Il viendra donc un moment où le fait qu’un être humain soit intoxiqué par une moule déclenchera un débat sur l’interdiction pure et simple de tous les coquillages, pendant que la présence sur le sol national d’un seul épicier musulman pacifique semble interdire qu’on fasse le lien entre tous les couteaux plantés entre des omoplates et ceux qui se tiennent à l’autre bout du manche, ou bien que l’existence d’ enfants apparemment satisfaits  d’avoir deux papas et deux tatas semble rendre caduque toute interrogation sur l’avenir mental d’une société dé-genrée.

 

3) Un billet pour féliciter les intervenants qui, sur France Culture, ont tenu à préciser,  en le martelant, qu’avant de donner leur avis sur les pilules de troisième génération, ils tenaient absolument à affirmer qu’ils  n’étaient en aucun cas liés d’aucune façon avec l’industrie pharmaceutique et qu’en l’absence donc de tout conflit d’intérêt leur liberté de parole était absolue.

Bravo messieurs dames pour cette belle initiative qui a paru bien plaire à la journaliste qui présentait l’émission, et dont on ne peut que souhaiter qu’elle se généralise.

Nous n’avons donc plus qu’à espérer qu’avant même de nous donner leur avis sur l’Europe ou l’islamo-africanisation de  la France les invités chouchous des radios et télévisions du service public seront désormais tenus de montrer tout d’abord qu’ils n’ont aucun intérêt personnel à prôner la disparition des libertés nationales ni celle du remplacement des populations indigènes par des diversités visibles et bruyantes, qu’ils ne sont pas payés, directement ou non, par Bruxelles, qu’ils ne bénéficient d’aucun mandat électif nécessitant un caressage dans le sens du poil des minorités barbophiles, qu’ils n’ont aucun intérêt financier à ce que les familles de Maliens soient invitées à remplir des caddies en banlieue parisienne plutôt que d’élever des poulets au Mali , bref, qu’ils ne bénéficient d’aucun avantage personnel à se comporter en grandiloquents donneurs de leçons de morale.

 

4) Un billet enfin pour parler de ceux qui payaient leur impôts sans broncher et qui, brutalement, refusent de continuer à le faire (ou  qui, dans des cas comme le mien, continuent par obligation mais en ne cessant jamais un instant de le regretter).

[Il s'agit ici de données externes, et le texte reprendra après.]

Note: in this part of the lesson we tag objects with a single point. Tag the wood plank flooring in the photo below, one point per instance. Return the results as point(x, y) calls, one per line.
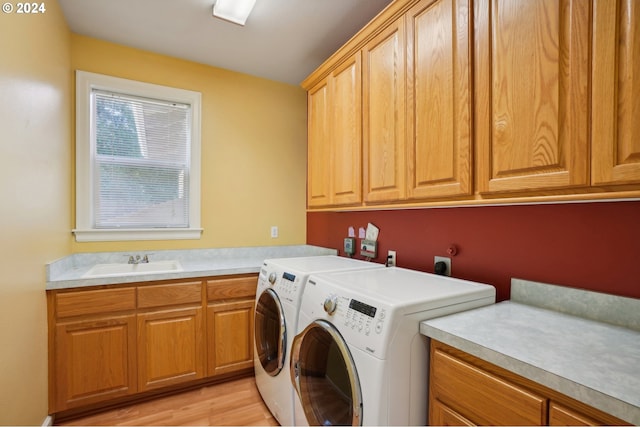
point(233, 403)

Dans ce billet, j’aurais comparé cette attitude à celle des donateurs qui ouvraient volontiers leur porte monnaie à une association de lutte contre  le cancer et qui, apprenant que leurs dons servaient à l’usage personnel des organisateurs de la collecte sont brusquement devenus très radins. Imaginerait-on que quelqu’un le leur ait reproché, les ait traités d’égoïstes  et leur ait demandé ce que ça pouvait bien leur faire, l’usage de cet argent dont visiblement ils pouvaient se passer ? Non, n’est ce pas !

Et pourquoi donc tous ces gens qui semblent trouver bien normal que l’on refuse de donner de l’argent pour qu’un Crozemarie puisse chauffer sa piscine ne comprennent pas qu’on ne veuille absolument plus payer pour voir creuser notre propre tombe et celle de nos descendants ?

 

Voilà, chers amis tout ce que j’aurais écris si je n’avais pas eu la fainéantise de ne pas écrire.

 

En attendant de m’y remettre, je vous souhaite à tous une très belle et heureuse année 2013 : que tous vos efforts quotidiens pour que ceux qui ne voient rien se mettent à voir soient récompensés.

 

PS : Et merci aux pédiatres dont les statistiques sur la drépanocytose nous fournissent une sorte de tire bouchon que l’on ne saurait malheureusement encore qualifier de déboucheur universel mais qui reste l’un des meilleurs outils sur le marché nauséabond.